Being regulation light, NBFCs, also termed as shadow banks, are nimble, leverage on technology and produce a cost-efficient model which caters to customers traditionally unbanked and having limited access to capital. NBFCs have managed to carve a space for themselves, be it in consumer lending, asset backed lending or unsecured lending through their unique pricing model and customer outreach.
Today, with the added edge of digitisation, NBFCs are innovating and further extending their reach. NBFCs have pioneered efficient credit underwriting processes and are basing their value proposition on turnaround time. Getting credit, in a matter of minutes, has been made possible and accessible by NBFCs. Despite the setback faced by NBFCs in the last 2-3 years, NBFCs still manage to contribute significantly to the overall credit mix.
NBFCs have, in recent years, stepped up in providing the vital capital to MSMEs, especially to micro and smaller enterprises. The outstanding NBFC credit to entire MSME segment has increased from roughly Rs50,000 crore in December '14 to around 2.2 lakh crore in December ’19.

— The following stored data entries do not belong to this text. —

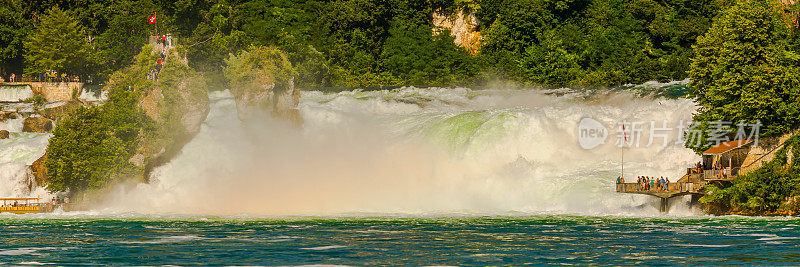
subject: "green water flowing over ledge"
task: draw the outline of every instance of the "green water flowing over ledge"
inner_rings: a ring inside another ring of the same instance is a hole
[[[795,218],[0,219],[0,265],[796,265]]]

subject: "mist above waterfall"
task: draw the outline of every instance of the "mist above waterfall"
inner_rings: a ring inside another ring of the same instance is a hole
[[[613,137],[582,149],[578,122],[591,117],[614,131],[622,120],[688,121],[695,105],[626,91],[552,93],[304,92],[298,129],[266,117],[243,124],[230,94],[215,92],[201,132],[182,153],[156,169],[150,184],[119,187],[101,207],[256,215],[652,212],[654,200],[614,192],[620,149]],[[683,147],[656,145],[626,149],[625,167],[674,181],[696,159]]]

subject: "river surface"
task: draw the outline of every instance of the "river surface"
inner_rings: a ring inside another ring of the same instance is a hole
[[[0,219],[0,265],[797,265],[800,220]]]

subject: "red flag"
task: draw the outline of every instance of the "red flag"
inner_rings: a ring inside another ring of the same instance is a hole
[[[158,65],[161,65],[161,59],[160,58],[158,59]]]
[[[153,14],[152,16],[150,16],[148,21],[150,22],[150,24],[156,23],[156,14]]]
[[[625,142],[628,142],[628,135],[625,133],[625,124],[622,124],[622,137],[625,137]]]

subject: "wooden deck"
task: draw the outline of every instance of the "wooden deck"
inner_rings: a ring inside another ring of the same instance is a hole
[[[734,173],[737,169],[733,170]],[[725,175],[723,175],[725,173]],[[687,169],[686,174],[675,182],[671,182],[667,186],[667,190],[658,188],[651,188],[644,190],[638,183],[618,183],[617,193],[627,194],[643,194],[658,197],[661,199],[660,210],[667,212],[669,208],[669,199],[677,196],[703,196],[703,186],[715,181],[733,181],[736,175],[731,175],[730,169],[723,170],[703,170],[702,173],[694,173],[692,169]],[[655,187],[655,186],[654,186]]]
[[[672,198],[691,194],[703,194],[701,189],[705,184],[696,183],[669,183],[669,190],[643,190],[638,183],[617,184],[617,193],[644,194],[660,198]]]

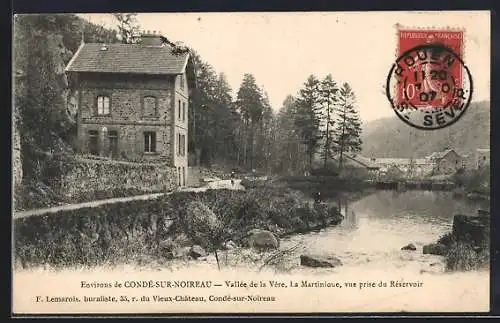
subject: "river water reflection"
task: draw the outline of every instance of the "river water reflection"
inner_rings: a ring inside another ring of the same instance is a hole
[[[344,221],[320,232],[284,239],[283,248],[298,254],[335,255],[347,267],[412,271],[444,270],[442,257],[424,255],[422,247],[449,232],[456,214],[476,215],[488,202],[456,198],[451,192],[376,191],[357,201],[331,199],[341,206]],[[402,251],[413,243],[416,251]],[[295,264],[296,269],[309,270]]]

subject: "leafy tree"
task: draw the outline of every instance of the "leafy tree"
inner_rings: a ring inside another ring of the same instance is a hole
[[[339,169],[342,169],[344,153],[361,151],[361,119],[355,106],[356,97],[348,83],[340,88],[338,100],[334,143],[336,152],[339,153]]]
[[[323,167],[326,168],[328,164],[328,159],[332,157],[333,152],[333,127],[335,125],[334,120],[334,108],[337,102],[337,83],[333,80],[332,75],[328,74],[320,83],[320,98],[319,103],[321,104],[321,121],[322,121],[322,139],[323,147],[321,149],[320,156],[323,158]]]
[[[118,32],[124,44],[132,44],[137,41],[139,25],[136,13],[114,13],[113,17],[118,22]]]
[[[310,75],[299,91],[296,99],[295,127],[306,145],[306,154],[309,158],[309,168],[312,168],[313,156],[316,152],[320,136],[319,125],[319,81]]]

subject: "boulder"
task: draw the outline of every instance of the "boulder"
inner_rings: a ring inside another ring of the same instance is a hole
[[[200,247],[198,245],[192,246],[191,249],[189,250],[189,256],[191,256],[191,258],[193,258],[193,259],[198,259],[198,258],[204,257],[206,255],[207,255],[207,253],[205,252],[205,249],[203,249],[202,247]]]
[[[248,246],[259,250],[278,249],[278,238],[267,230],[254,229],[248,232]]]
[[[337,267],[342,266],[342,261],[335,256],[301,255],[300,265],[307,267]]]
[[[441,243],[431,243],[424,246],[423,253],[437,256],[446,256],[446,254],[448,253],[448,247]]]
[[[190,256],[190,253],[191,253],[190,247],[175,248],[172,252],[174,258],[187,258]]]
[[[411,250],[415,251],[417,250],[417,247],[413,243],[407,244],[406,246],[402,247],[401,250]]]

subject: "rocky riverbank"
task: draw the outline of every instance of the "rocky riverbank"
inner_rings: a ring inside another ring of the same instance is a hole
[[[199,258],[239,246],[268,248],[261,241],[273,241],[271,235],[279,241],[342,221],[336,207],[307,200],[285,188],[207,190],[20,218],[15,262],[27,268]]]
[[[417,250],[413,244],[401,250]],[[455,215],[451,232],[435,243],[423,246],[424,254],[442,256],[448,271],[488,268],[490,262],[490,214],[479,211],[477,216]]]

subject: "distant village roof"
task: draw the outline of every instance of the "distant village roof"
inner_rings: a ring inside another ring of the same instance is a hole
[[[478,151],[480,153],[488,153],[488,152],[490,152],[490,148],[478,148],[478,149],[476,149],[476,151]]]
[[[374,161],[377,165],[409,165],[413,162],[416,165],[427,164],[428,161],[425,158],[375,158]]]
[[[169,46],[88,43],[80,45],[66,71],[175,75],[184,72],[188,58]]]
[[[441,158],[444,158],[446,155],[448,155],[452,151],[455,152],[456,154],[458,154],[455,151],[455,149],[446,149],[444,151],[434,152],[434,153],[430,154],[429,156],[427,156],[426,158],[429,158],[429,159],[441,159]]]
[[[340,158],[340,154],[337,154],[333,157],[334,160],[337,160]],[[344,153],[342,155],[342,158],[345,158],[348,162],[351,162],[351,164],[354,164],[355,166],[362,166],[367,169],[379,169],[380,166],[377,165],[376,163],[372,162],[370,158],[361,156],[361,155],[354,155],[354,154],[348,154]]]

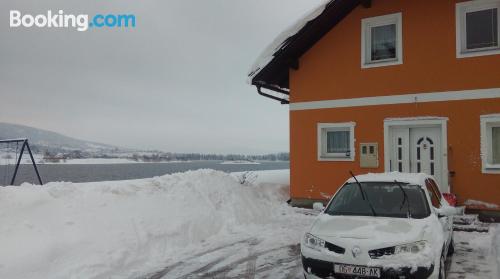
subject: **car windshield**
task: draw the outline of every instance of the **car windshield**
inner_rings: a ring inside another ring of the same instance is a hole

NBFCs cater to MSMEs through unsecured, cash flow-based lending or asset backed financing or through secured loan. Product offering anchored by distinctive approaches to lending to MSME has helped in creating a greater outreach in a more systematic and structured manner.
The IL&FS fiasco along with the fall of DHFL in recent years and current Covid impact have left lasting scars on the sector. Few NBFCs have failed to effectively monitor portfolio performance leading to higher provisioning requirements and blocking of capital. Several NBFCs have an asset-liability mismatch which has engendered not only a liquidity crunch but has also made it difficult for them to raise long term funds.